OK. Let’s break this down. It isn’t so bad. (Why is this in my real analysis textbook?!?) So first note that A contains all polynomials. It may not contain anything extra than that, and that is OK. If we throw extra stuff in, then we need to make sure it is still a vector space. That next condition can be stated in a different way. It is sort of a “maximum modulus” type condition. We want $\|f\|_U=\|f\|_T$, where we use the typical norm for an operator on a Banach space ($\|f\|_K=\sup\{\|f(z)\| : z\in K, \|z\|\leq 1\}$).

Now to get the integral representation, fix a z in U. Now be the Riesz Representation Theorem we have that there is a Borel measure, $\mu_z$, such that $f(z)=\int_T fd\mu_z$. Since z is complex we can write it as $z=re^{i\theta}$ for some |r|<1. Let $u_n(w)=w^n$, then we have the that the collection $span\{u_n\}_n$ is dense in A by Stone-Weierstrass, so let’s see what we can get out of the integral representation for this collection.

$u_n(z)=z^n=r^ne^{in\theta}=\int_T u_nd\mu_z$ for n=0,1,2,… and since $u_{-n}=\overline{u_n}$ on T, we have $r^{|n|}e^{in\theta}=\int_T u_nd\mu_z$ now for $n=0,\pm 1, \pm 2, \ldots$.

Now define $\displaystyle P_r(\theta -t)=\sum_{-\infty}^\infty r^{|n|}e^{in(\theta-t)}$ where t is real. But by the Dominated Convergence Theorem we have that $\displaystyle r^{|n|}e^{in\theta}=\frac{1}{2\pi}\int_{-\pi}^\pi P_r(\theta-t)e^{int}dt$, but here we have constructed what we want $\int_T fd\mu_z=\frac{1}{2\pi}\int_{-\pi}^\pi f(e^{it})P_r(\theta - t)dt$.

But you say this doesn’t look the same as you said. Well, let’s deconstruct $P_r(\theta-t)$ which is called the Poisson kernel. Since the series is symmetrical about zero, we can break it into $\displaystyle \sum_{-\infty}^\infty r^{|n|}e^{in(\theta-t)}=1+2\sum_{n=1}^\infty (ze^{-it})^n=\frac{e^{it}+z}{e^{it}-z}=\frac{1-r^2+2ir\sin(\theta - t)}{|1-ze^{-it}|^2}$. But we only care about the real part (why?), so $\displaystyle P_r(\theta-t)=\frac{1-r^2}{1-2r\cos(\theta - t)+r^2}$, i.e. the Poisson integral in the form first stated!

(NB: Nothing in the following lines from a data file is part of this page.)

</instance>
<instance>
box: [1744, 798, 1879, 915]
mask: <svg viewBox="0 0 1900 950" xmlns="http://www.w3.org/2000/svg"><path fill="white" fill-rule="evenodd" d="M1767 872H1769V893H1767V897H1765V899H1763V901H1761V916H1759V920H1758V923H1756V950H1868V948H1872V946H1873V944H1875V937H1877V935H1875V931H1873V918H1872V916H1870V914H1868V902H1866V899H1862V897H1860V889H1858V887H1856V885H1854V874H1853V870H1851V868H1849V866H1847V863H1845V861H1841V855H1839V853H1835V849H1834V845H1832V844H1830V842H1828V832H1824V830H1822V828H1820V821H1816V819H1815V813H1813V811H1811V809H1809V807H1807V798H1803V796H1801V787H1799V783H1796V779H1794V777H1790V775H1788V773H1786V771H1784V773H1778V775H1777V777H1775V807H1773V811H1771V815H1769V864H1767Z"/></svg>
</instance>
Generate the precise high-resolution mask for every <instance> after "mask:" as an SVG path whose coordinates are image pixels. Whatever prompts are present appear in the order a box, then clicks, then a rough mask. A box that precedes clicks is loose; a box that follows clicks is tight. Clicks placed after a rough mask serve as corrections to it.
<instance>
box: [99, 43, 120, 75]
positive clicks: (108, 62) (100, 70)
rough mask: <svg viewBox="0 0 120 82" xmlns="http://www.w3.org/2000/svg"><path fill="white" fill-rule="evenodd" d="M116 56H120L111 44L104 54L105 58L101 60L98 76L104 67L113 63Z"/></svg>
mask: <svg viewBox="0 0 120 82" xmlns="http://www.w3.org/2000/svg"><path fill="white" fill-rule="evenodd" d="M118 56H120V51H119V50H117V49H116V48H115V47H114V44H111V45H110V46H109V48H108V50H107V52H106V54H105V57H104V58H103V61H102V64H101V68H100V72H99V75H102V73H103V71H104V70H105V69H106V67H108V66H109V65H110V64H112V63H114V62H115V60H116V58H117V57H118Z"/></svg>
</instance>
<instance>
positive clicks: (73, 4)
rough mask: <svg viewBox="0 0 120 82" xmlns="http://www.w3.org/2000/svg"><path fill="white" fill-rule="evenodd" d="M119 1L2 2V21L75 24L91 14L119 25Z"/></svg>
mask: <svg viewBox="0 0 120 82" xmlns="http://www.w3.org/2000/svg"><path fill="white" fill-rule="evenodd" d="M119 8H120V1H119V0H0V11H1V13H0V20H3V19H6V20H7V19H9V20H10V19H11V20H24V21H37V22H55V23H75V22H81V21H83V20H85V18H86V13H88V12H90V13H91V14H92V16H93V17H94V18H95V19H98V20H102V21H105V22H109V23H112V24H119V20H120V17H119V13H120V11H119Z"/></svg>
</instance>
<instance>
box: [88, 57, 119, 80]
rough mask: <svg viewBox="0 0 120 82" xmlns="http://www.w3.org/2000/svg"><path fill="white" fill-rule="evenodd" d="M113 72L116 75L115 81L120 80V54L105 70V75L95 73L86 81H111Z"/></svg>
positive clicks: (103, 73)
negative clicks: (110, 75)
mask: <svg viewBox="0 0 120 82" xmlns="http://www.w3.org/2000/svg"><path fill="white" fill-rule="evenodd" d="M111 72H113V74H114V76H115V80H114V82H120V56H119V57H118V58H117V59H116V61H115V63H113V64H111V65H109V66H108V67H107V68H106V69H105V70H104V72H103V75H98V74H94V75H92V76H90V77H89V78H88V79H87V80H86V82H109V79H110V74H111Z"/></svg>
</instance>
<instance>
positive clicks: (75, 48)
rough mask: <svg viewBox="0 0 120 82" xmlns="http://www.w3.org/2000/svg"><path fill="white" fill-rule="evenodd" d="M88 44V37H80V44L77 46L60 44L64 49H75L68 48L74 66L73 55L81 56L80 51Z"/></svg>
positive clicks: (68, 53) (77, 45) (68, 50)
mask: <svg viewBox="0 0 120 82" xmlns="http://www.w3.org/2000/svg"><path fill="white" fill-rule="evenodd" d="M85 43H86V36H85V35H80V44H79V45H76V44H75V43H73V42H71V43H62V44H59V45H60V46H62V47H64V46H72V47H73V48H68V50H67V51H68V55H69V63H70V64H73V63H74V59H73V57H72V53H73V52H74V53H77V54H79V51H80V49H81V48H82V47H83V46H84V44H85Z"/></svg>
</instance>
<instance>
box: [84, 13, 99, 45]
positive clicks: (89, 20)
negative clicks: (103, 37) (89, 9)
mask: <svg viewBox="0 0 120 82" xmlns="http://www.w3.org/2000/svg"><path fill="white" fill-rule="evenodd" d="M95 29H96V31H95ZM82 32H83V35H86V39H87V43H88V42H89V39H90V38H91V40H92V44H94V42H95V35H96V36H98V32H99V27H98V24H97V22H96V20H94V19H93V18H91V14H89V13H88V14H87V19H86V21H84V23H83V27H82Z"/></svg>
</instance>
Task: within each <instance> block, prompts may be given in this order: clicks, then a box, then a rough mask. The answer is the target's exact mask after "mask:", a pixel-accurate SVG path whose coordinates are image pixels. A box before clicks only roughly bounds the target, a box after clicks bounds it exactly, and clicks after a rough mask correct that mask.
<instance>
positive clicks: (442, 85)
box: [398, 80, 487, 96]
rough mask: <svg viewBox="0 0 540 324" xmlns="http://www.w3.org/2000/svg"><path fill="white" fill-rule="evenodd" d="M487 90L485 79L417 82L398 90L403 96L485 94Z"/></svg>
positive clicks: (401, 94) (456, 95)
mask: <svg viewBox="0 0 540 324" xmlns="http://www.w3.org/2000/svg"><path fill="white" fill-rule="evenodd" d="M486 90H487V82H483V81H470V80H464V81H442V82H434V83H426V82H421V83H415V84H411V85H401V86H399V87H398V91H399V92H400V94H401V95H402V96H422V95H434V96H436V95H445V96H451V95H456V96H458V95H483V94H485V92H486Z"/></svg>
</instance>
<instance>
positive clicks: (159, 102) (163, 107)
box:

3 thoughts on “The Poisson Integral”

1. wardjm says:

I can say that read it and understood it. There’s no way I would have been able to write it though. Some things I know but haven’t had a lot of practice with like measure and Riesz.

2. Perpetua says:

I read but did not understand. As the kids say, “my bad.”

3. Dylan says:

BOOM. Read it AND understood it. Though this may have to do with the fact that we just recently did Riesz and are about to do Stone-Weierstrass in Reals… I quite like this development especially in comparison to the complex-analytic way I saw this proven last year.